Since non-responding animals contributed a large part to the learning heterogeneity in the datasets, we asked if the assumption of a homogeneous learning process would be valid after non-responding animals were removed from the data. By cross-validation we found that in 6 out of 8 cases (Table 3, middle part) the data was still best described by a heterogeneous learning process. Hence even if non-responders are excluded from the data, the remaining animals are not adequately described by a single set of learning parameters rate α and λ. This finding is consistent with our data analysis, in which we found subtle differences in the response characteristics of responding animals (e.g., early responding animals respond with higher stability than late responding animals).
It should be noted, that when permuting the CRs in a dataset across individuals on each trial (as exemplified in Figure 1D for dataset 21), cross-validation reveals that the homogeneous Rescorla–Wagner model is always the most eligible model (Table 3, lower part).
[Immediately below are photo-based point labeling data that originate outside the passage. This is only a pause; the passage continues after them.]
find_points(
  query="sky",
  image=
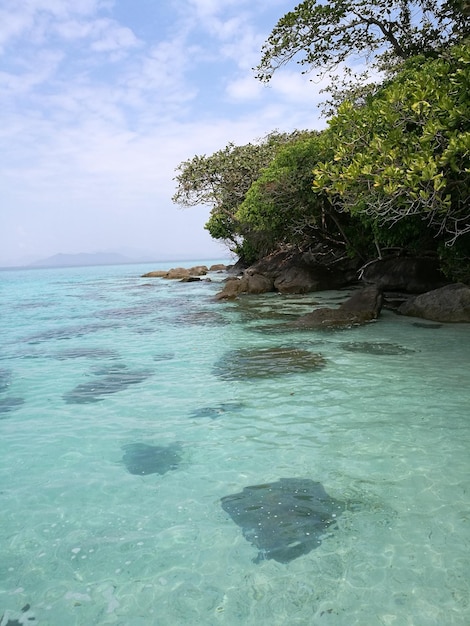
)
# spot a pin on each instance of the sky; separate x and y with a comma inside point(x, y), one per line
point(102, 99)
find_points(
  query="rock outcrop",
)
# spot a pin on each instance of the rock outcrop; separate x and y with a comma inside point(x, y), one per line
point(404, 274)
point(178, 273)
point(290, 272)
point(363, 306)
point(447, 304)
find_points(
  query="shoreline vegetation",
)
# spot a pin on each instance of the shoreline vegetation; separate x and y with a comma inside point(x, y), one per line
point(381, 196)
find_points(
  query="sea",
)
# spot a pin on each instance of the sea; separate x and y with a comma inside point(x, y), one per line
point(170, 459)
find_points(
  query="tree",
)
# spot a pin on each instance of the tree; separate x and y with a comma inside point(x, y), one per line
point(403, 159)
point(281, 209)
point(323, 35)
point(222, 180)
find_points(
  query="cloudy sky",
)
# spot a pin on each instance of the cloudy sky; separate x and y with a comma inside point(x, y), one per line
point(102, 99)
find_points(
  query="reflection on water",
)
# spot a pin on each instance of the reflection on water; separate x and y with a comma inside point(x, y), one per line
point(119, 447)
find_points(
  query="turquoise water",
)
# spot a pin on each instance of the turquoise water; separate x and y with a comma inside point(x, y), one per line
point(96, 359)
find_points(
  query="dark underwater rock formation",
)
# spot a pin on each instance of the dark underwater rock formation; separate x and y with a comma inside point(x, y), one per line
point(363, 306)
point(253, 363)
point(143, 459)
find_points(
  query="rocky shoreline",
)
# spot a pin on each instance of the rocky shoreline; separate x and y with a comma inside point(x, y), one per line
point(412, 286)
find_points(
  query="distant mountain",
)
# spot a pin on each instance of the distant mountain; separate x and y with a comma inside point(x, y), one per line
point(81, 259)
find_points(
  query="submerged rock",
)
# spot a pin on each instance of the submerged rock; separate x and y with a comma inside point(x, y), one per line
point(10, 404)
point(363, 306)
point(447, 304)
point(109, 380)
point(267, 362)
point(143, 459)
point(284, 519)
point(376, 347)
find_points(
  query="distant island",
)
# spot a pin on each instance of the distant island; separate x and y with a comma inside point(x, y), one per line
point(83, 258)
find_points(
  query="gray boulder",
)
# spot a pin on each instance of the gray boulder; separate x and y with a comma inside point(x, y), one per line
point(404, 274)
point(447, 304)
point(249, 283)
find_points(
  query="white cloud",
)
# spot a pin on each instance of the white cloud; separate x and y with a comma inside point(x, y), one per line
point(96, 118)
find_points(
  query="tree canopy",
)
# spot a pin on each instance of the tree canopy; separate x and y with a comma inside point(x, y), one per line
point(393, 166)
point(321, 35)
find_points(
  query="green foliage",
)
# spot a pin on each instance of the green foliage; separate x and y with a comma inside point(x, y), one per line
point(406, 152)
point(320, 35)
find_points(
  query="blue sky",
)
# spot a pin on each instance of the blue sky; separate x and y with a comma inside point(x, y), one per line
point(102, 99)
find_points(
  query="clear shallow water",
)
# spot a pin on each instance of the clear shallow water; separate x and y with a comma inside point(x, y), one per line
point(96, 359)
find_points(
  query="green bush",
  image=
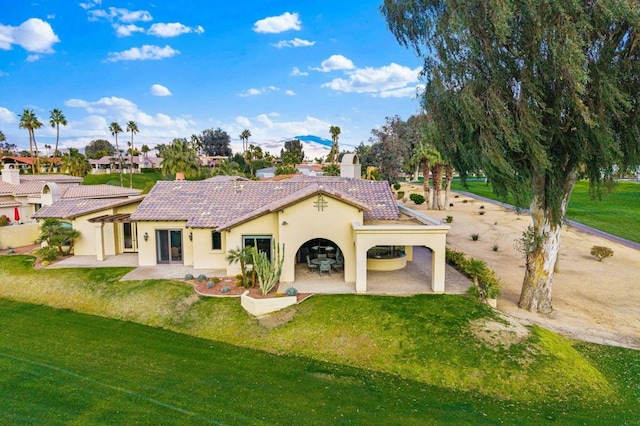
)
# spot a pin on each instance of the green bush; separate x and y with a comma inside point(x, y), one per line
point(601, 252)
point(417, 198)
point(48, 253)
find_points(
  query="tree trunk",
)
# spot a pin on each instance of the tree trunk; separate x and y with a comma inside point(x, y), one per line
point(437, 186)
point(425, 185)
point(540, 265)
point(448, 177)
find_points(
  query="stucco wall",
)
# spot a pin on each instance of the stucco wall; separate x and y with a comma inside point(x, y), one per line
point(147, 249)
point(19, 235)
point(304, 222)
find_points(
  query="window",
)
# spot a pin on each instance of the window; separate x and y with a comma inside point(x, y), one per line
point(261, 242)
point(216, 240)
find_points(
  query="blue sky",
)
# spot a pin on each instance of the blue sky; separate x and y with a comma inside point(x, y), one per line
point(277, 68)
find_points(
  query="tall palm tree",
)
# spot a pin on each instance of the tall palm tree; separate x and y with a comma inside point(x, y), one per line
point(244, 137)
point(179, 157)
point(335, 132)
point(115, 128)
point(426, 155)
point(29, 121)
point(56, 119)
point(132, 127)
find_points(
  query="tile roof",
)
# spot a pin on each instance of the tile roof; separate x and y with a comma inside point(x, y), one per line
point(69, 209)
point(98, 191)
point(225, 204)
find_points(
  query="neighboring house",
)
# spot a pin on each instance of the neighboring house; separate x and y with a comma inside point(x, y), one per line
point(110, 163)
point(198, 223)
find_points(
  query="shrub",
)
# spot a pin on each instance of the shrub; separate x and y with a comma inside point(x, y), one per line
point(291, 291)
point(601, 252)
point(417, 198)
point(455, 258)
point(48, 253)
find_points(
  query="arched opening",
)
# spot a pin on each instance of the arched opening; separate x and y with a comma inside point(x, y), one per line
point(320, 256)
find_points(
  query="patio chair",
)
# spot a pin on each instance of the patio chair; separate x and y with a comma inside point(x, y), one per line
point(312, 267)
point(338, 265)
point(324, 267)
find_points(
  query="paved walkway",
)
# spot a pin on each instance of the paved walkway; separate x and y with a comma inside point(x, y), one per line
point(415, 278)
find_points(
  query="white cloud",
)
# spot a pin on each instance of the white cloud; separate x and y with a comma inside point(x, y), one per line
point(6, 116)
point(159, 90)
point(335, 62)
point(296, 42)
point(296, 72)
point(384, 81)
point(146, 52)
point(120, 15)
point(173, 29)
point(127, 30)
point(259, 91)
point(33, 35)
point(277, 24)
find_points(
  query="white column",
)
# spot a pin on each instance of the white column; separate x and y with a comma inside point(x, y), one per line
point(438, 263)
point(99, 241)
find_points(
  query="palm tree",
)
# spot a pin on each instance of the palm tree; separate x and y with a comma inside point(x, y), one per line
point(244, 137)
point(29, 121)
point(179, 157)
point(335, 132)
point(115, 128)
point(426, 155)
point(133, 128)
point(57, 118)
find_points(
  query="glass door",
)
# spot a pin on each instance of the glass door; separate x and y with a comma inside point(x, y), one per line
point(169, 245)
point(130, 239)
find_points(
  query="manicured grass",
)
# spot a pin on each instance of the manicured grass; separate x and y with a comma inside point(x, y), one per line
point(331, 359)
point(617, 213)
point(140, 180)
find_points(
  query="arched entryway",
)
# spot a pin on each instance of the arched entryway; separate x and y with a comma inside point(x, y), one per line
point(320, 256)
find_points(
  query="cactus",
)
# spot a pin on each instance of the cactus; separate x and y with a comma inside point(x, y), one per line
point(267, 273)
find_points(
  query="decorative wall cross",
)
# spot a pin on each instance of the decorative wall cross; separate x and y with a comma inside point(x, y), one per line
point(320, 204)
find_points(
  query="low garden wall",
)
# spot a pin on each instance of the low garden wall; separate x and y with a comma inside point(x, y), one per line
point(19, 235)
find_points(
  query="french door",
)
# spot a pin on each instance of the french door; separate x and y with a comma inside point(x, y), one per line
point(169, 245)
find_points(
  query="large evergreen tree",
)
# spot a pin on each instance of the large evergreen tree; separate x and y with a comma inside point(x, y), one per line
point(538, 92)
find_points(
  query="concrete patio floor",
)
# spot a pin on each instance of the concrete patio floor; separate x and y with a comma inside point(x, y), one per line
point(415, 278)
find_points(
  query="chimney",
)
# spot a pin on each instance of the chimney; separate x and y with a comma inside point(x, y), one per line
point(350, 166)
point(10, 174)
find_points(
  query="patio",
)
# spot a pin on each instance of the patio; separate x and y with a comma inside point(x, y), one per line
point(415, 278)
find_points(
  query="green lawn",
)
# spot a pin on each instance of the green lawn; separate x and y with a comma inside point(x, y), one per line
point(140, 180)
point(332, 359)
point(618, 212)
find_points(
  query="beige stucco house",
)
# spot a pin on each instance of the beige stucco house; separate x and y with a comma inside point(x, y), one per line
point(354, 223)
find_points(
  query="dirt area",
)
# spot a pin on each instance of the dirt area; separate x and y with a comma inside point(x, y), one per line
point(593, 301)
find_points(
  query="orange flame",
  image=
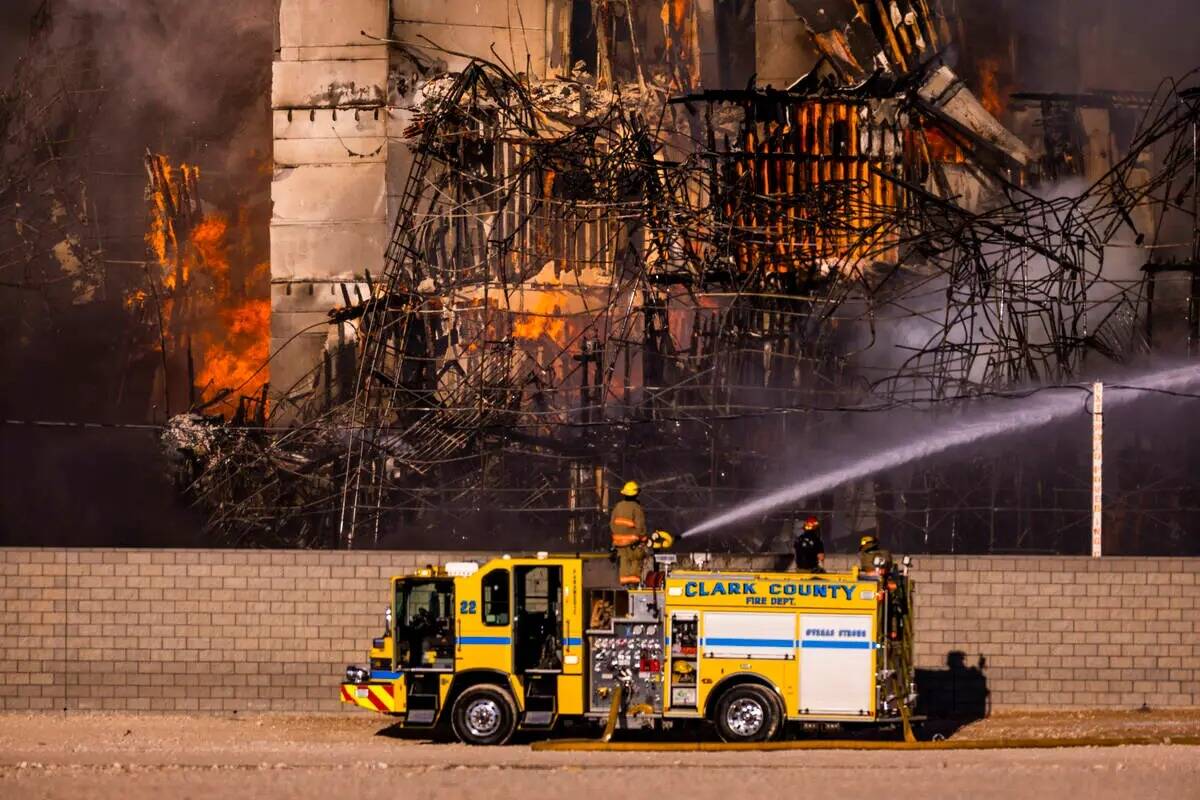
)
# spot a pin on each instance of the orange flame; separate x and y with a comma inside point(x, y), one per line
point(217, 305)
point(541, 317)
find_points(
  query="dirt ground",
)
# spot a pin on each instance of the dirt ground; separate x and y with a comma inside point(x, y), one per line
point(127, 757)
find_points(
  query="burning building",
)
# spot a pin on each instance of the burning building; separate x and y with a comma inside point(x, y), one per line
point(521, 253)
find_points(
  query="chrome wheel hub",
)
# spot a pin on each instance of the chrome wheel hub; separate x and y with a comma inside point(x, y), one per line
point(483, 717)
point(744, 717)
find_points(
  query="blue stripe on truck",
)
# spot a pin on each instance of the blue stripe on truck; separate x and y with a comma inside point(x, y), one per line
point(749, 643)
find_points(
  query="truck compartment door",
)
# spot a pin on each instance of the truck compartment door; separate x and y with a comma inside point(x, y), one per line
point(837, 665)
point(749, 635)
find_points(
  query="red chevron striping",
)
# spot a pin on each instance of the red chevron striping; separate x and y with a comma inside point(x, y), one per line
point(375, 701)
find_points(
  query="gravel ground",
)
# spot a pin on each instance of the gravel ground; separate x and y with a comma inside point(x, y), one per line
point(127, 757)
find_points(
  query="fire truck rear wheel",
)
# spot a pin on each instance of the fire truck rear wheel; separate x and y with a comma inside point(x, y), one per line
point(484, 715)
point(747, 713)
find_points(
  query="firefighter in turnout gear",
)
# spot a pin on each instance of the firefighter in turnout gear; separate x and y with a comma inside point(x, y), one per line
point(629, 539)
point(809, 548)
point(868, 552)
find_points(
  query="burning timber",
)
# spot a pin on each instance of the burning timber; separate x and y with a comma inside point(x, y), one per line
point(588, 280)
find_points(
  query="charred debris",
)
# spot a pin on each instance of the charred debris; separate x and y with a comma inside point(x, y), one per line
point(595, 278)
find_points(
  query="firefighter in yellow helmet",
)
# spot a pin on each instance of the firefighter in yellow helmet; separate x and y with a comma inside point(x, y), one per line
point(868, 551)
point(628, 527)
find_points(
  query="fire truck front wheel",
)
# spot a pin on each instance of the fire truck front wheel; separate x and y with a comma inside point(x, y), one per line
point(484, 715)
point(747, 713)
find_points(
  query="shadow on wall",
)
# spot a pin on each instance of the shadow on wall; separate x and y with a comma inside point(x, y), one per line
point(953, 697)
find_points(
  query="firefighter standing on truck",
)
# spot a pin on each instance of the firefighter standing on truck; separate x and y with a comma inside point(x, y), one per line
point(809, 548)
point(628, 525)
point(868, 551)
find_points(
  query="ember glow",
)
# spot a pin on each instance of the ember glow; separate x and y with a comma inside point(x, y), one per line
point(543, 317)
point(209, 300)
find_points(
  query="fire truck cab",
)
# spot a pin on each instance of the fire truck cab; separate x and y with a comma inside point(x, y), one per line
point(523, 643)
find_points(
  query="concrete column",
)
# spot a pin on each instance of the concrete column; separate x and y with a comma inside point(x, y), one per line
point(330, 126)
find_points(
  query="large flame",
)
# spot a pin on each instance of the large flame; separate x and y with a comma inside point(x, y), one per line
point(208, 301)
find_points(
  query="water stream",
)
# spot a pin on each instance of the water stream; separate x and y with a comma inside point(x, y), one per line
point(1017, 415)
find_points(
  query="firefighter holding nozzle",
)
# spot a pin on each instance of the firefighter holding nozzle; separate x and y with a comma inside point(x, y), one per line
point(629, 536)
point(809, 548)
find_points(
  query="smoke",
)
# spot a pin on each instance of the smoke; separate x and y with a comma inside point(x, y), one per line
point(953, 432)
point(1069, 46)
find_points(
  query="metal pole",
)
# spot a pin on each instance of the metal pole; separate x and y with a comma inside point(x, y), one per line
point(1097, 468)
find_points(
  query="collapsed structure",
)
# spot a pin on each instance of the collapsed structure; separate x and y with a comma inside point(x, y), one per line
point(603, 269)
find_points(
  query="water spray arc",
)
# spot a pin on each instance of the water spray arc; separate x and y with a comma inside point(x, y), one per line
point(1039, 410)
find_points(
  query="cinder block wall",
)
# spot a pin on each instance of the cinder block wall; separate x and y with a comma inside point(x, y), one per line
point(269, 630)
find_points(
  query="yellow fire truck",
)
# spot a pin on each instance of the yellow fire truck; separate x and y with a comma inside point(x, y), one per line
point(523, 643)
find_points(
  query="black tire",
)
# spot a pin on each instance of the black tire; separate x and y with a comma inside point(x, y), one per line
point(748, 713)
point(484, 715)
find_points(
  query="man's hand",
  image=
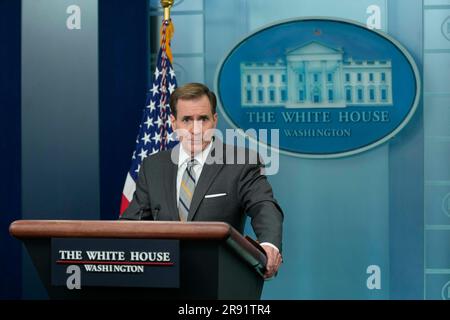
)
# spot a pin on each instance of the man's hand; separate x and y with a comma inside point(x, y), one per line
point(273, 260)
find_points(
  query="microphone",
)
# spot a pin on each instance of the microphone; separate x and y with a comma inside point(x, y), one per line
point(145, 214)
point(156, 212)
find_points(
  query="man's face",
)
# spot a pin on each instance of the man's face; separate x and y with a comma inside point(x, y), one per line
point(194, 119)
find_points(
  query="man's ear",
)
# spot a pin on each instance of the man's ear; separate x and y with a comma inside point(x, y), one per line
point(172, 120)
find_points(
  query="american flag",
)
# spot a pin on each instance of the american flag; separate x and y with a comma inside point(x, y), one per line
point(155, 130)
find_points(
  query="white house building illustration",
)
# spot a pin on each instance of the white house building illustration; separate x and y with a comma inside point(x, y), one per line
point(315, 75)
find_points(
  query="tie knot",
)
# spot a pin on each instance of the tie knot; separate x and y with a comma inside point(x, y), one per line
point(191, 163)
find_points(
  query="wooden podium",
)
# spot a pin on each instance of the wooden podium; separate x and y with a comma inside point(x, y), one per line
point(216, 262)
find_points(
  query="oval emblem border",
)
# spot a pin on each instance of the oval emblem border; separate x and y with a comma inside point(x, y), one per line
point(357, 150)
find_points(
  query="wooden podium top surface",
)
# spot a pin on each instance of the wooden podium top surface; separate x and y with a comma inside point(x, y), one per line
point(23, 229)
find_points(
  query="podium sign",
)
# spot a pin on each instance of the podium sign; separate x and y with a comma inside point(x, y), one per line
point(115, 262)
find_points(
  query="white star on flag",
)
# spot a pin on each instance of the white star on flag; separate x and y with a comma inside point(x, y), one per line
point(143, 154)
point(155, 89)
point(157, 73)
point(146, 138)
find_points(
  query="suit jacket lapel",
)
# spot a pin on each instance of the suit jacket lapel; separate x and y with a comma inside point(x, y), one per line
point(209, 172)
point(170, 185)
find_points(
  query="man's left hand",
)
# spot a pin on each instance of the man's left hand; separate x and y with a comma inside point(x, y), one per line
point(273, 261)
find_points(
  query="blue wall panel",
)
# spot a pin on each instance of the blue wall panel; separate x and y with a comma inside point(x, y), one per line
point(10, 135)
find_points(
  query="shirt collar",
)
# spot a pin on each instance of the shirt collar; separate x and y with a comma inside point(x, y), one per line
point(184, 157)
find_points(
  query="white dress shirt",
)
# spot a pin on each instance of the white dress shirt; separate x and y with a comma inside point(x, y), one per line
point(184, 158)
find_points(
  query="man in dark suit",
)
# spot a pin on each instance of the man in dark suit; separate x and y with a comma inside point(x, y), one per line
point(201, 179)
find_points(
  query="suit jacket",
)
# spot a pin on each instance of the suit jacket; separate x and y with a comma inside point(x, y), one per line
point(247, 192)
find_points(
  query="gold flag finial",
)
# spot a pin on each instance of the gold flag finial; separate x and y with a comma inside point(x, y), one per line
point(166, 4)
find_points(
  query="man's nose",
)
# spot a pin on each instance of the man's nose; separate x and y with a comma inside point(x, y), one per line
point(197, 128)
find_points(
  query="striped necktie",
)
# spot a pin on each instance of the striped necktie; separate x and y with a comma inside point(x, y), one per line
point(187, 188)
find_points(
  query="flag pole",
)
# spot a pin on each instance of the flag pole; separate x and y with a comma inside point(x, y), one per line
point(166, 4)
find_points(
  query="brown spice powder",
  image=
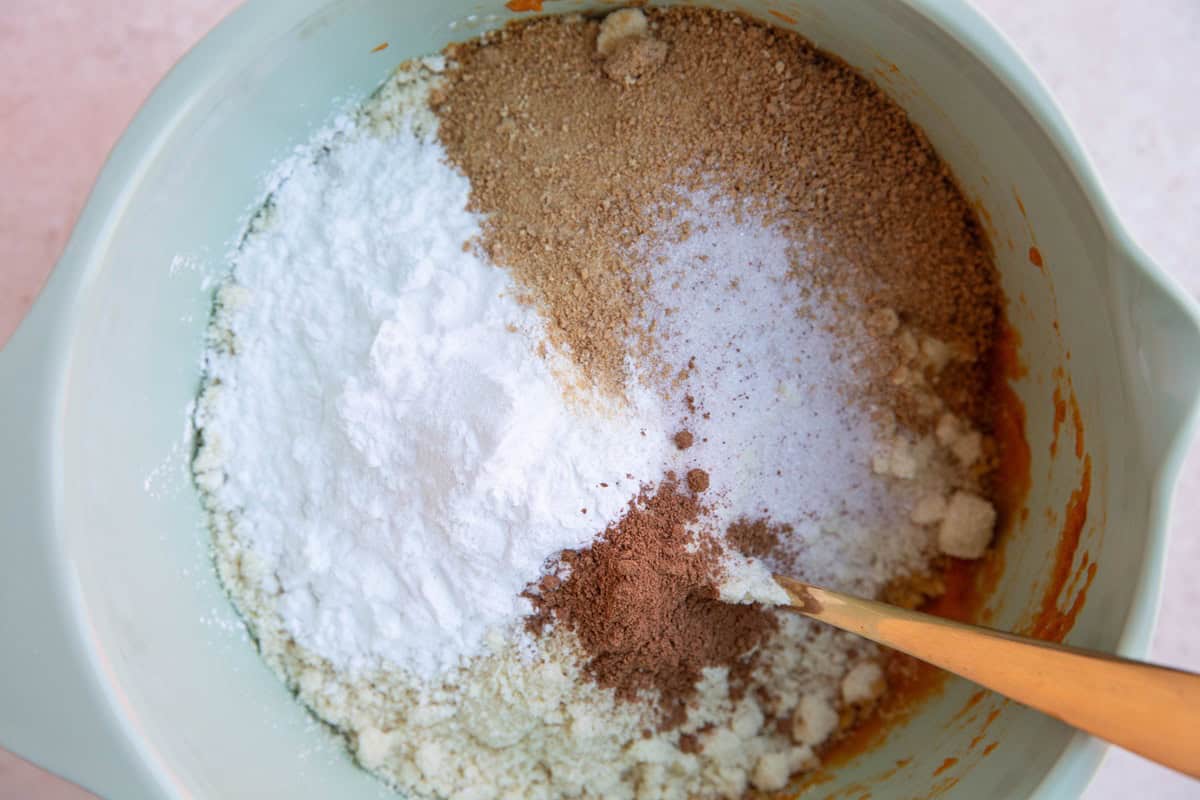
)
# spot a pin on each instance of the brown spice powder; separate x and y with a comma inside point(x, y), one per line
point(574, 168)
point(647, 609)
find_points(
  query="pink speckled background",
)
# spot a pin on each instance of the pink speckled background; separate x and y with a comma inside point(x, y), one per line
point(75, 72)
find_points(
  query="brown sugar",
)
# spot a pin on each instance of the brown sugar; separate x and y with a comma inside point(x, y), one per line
point(645, 605)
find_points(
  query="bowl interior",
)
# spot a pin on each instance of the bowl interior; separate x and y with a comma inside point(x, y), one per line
point(168, 641)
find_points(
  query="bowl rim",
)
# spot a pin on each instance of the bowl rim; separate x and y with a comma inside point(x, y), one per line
point(39, 356)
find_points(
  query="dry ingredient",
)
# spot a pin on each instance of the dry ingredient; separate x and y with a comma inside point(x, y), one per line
point(486, 521)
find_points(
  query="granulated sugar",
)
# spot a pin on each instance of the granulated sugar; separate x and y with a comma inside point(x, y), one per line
point(397, 455)
point(765, 382)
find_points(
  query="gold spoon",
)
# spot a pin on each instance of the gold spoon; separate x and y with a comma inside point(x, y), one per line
point(1152, 710)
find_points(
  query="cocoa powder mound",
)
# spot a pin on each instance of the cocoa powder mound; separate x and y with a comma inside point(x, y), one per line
point(760, 539)
point(573, 169)
point(645, 605)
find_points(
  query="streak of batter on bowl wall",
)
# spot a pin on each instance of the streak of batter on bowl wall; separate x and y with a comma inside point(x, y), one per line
point(531, 371)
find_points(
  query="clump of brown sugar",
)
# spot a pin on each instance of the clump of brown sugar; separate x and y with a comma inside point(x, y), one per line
point(574, 169)
point(643, 601)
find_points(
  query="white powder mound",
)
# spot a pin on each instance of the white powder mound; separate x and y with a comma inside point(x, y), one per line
point(775, 426)
point(397, 456)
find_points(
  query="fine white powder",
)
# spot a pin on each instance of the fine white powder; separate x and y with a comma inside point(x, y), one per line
point(389, 461)
point(399, 457)
point(772, 379)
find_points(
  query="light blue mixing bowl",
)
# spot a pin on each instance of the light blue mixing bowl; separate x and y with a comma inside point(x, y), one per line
point(124, 665)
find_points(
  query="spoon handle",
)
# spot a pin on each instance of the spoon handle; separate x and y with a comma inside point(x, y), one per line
point(1151, 710)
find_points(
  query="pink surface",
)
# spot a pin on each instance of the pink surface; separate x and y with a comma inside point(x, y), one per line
point(75, 72)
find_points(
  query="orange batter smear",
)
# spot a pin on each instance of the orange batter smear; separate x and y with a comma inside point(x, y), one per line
point(1012, 479)
point(1060, 416)
point(967, 583)
point(1078, 420)
point(1019, 204)
point(1051, 623)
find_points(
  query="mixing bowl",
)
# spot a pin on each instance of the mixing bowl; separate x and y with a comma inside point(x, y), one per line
point(125, 667)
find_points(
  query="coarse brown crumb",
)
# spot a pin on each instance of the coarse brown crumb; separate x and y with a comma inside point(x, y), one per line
point(574, 169)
These surrogate binary datasets represent the case in which the group-average learning curve equals the response probability in individuals. However, this property was never observed in real data.
The heterogeneous version of the Rescorla–Wagner model is also consistent with our findings on memory retention in Experiment 1 and 2. Given the typical shape of the probability distribution P(α, λ) (see Figure 7B) it follows that animals with a CR history of 0(1), 01, or 0111 will have a high retention score because these observations are most likely emitted by individuals with high values of α and λ. On the other hand, animals with a CR history of 001 or 0001 will show lower retention scores because these observations are most likely emitted by animals with lower learning parameters α and λ.
Discussion
Group-average learning curves confound three behavioral parameters of individual learning in the honeybee: (1) the ability to learn a task (as indirectly observed in the percentage of non-responders), (2) the latency in trial time until the first response is initiated (tfirstCR), and (3) the stability of subsequent responses (CR stability). Here we show that these three parameters are useful measures to disentangle the group-average learning performance from individual learning. The group-average perspective implied that honeybees required at least three conditioning trials to reach asymptotic levels of CRs. However, these dynamics were not supported at the individual level. The majority of animals that showed any response at all already extended their probosces in the second trial, i.e., after the experience of a single CS-US pairing. Once having responded for the first time, honeybees continued to respond with a high probability during training as well as in the retention test, irrespective of the number of experienced conditioning trials. In summary, three conclusions can be drawn: (1) The gradual rise in the group-average learning performance during the first few trials primarily reflects an increasing proportion of responding animals. It does not however provide direct evidence for a gradual performance increase in individuals. (2) The asymptote of the group-average learning curve mostly reflects the proportion of responding animals in the population, but does not represent a performance maximum in individuals. (3) Memory retention in individuals resembles a constant continuation of the behavior expressed in the conditioning phase. Consequently, group-average memory retention mostly reflects the proportion of individuals that showed a CR during training. However, it does not provide a measure of memory strength across individuals within the population.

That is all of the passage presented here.